L’inclusione è quindi molto più che un principio etico: è una condizione strutturale che alimenta la capacità creativa dei gruppi, la qualità delle decisioni e la resilienza delle organizzazioni. In sua assenza, la diversità rischia di rimanere un potenziale inespresso, mentre in presenza di pratiche inclusive diventa la leva che permette all’innovazione di emergere, consolidarsi e generare valore duraturo.

L’innovazione inclusiva nella società

Oltre al contesto aziendale, il concetto di innovazione inclusiva si applica a livello sociale ampliando l’accesso a risorse, servizi e opportunità.

Alcuni esempi concreti includono tecnologie assistive sviluppate con e per persone con disabilità; piattaforme educative che riducono il digital divide; soluzioni urbanistiche pensate per la fruizione da parte di cittadini con bisogni diversi.
In tal modo, l’inclusione non è solo un mezzo per stimolare creatività, ma anche un criterio di valutazione dell’impatto sociale dell’innovazione stessa. In questo senso, una tecnologia che aumenta le disuguaglianze può essere tecnicamente avanzata, ma difficilmente si può considerare veramente innovativa.

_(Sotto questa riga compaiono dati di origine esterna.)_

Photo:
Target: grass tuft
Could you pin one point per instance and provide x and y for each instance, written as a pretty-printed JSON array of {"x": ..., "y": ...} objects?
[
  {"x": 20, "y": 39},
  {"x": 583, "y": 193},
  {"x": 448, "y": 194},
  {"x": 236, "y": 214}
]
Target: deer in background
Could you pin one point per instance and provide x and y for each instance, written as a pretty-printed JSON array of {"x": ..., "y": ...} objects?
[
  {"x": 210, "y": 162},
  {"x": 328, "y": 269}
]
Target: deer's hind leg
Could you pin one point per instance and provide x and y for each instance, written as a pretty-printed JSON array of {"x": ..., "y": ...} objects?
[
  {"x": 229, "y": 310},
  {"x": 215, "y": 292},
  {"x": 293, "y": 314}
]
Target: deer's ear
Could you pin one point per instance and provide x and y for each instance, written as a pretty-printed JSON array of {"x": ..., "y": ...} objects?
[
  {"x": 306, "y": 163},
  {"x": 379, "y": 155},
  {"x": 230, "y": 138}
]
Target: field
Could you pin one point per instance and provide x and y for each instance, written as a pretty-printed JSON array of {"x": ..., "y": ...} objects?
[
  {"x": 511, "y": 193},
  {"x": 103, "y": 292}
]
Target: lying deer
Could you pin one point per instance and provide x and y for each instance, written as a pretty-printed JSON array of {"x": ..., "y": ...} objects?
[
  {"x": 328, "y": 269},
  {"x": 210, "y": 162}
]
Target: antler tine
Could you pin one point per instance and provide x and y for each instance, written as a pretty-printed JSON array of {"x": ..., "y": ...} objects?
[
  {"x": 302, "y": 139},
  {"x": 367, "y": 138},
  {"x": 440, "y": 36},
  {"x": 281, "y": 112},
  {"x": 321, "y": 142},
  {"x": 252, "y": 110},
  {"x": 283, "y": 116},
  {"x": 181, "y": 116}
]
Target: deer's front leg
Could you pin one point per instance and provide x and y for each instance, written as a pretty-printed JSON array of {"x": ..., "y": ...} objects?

Esempi di inclusione e innovazione

Per completare il quadro, vediamo alcuni esempi reali che associano pratiche inclusive a innovazione o performance migliorate, con dati o risultati misurabili.

Medtronic – Progetto per la leadership inclusiva

Medtronic ha sviluppato una piattaforma digitale per allenare i people manager su soft skill inclusive. Simulazioni, auto-valutazioni, feedback oggettivi sono stati utilizzati per aumentare consapevolezza e capacità nei manager. Vi sono stati miglioramenti nel senso di appartenenza, un’aumentata responsabilizzazione dei capi e dei KPI oggettivi e misurati nella leadership inclusiva. 
Il progetto è considerato “best practice” per EMEA.                                                                                                                                     |

Specialisterne                                                                                   

Specialisterne è un’impresa sociale danese (oggi anche operante in Italia) che impiega persone con autismo o disturbi dello spettro autistico in ruoli specifici come test software, QC, data entry, settori che valorizzano tratti come attenzione ai dettagli e precisione. 
L’azienda dimostra che l’inclusione di persone neurodivergenti può portare a risultati di eccellenza in settori tecnologici che richiedono rigore e precisione; inoltre, crea un modello replicabile di innovazione sociale, un incrocio tra inclusione e performance settoriale. 

Conclusioni

Il legame tra inclusione e innovazione è oggi supportato da solide basi teoriche ed empiriche. La diversità alimenta la creatività, l’inclusione garantisce che questa diversità venga effettivamente valorizzata, e la combinazione delle due genera soluzioni più originali, resilienti e adatte a un mondo complesso.

Promuovere contesti inclusivi non significa solo adottare una misura di equità, ma anche investire direttamente nella capacità innovativa di persone e organizzazioni.
In una prospettiva più ampia, l’innovazione stessa dovrebbe essere valutata per il suo grado di inclusività: non solo cosa produce, ma per chi e con quali effetti sociali.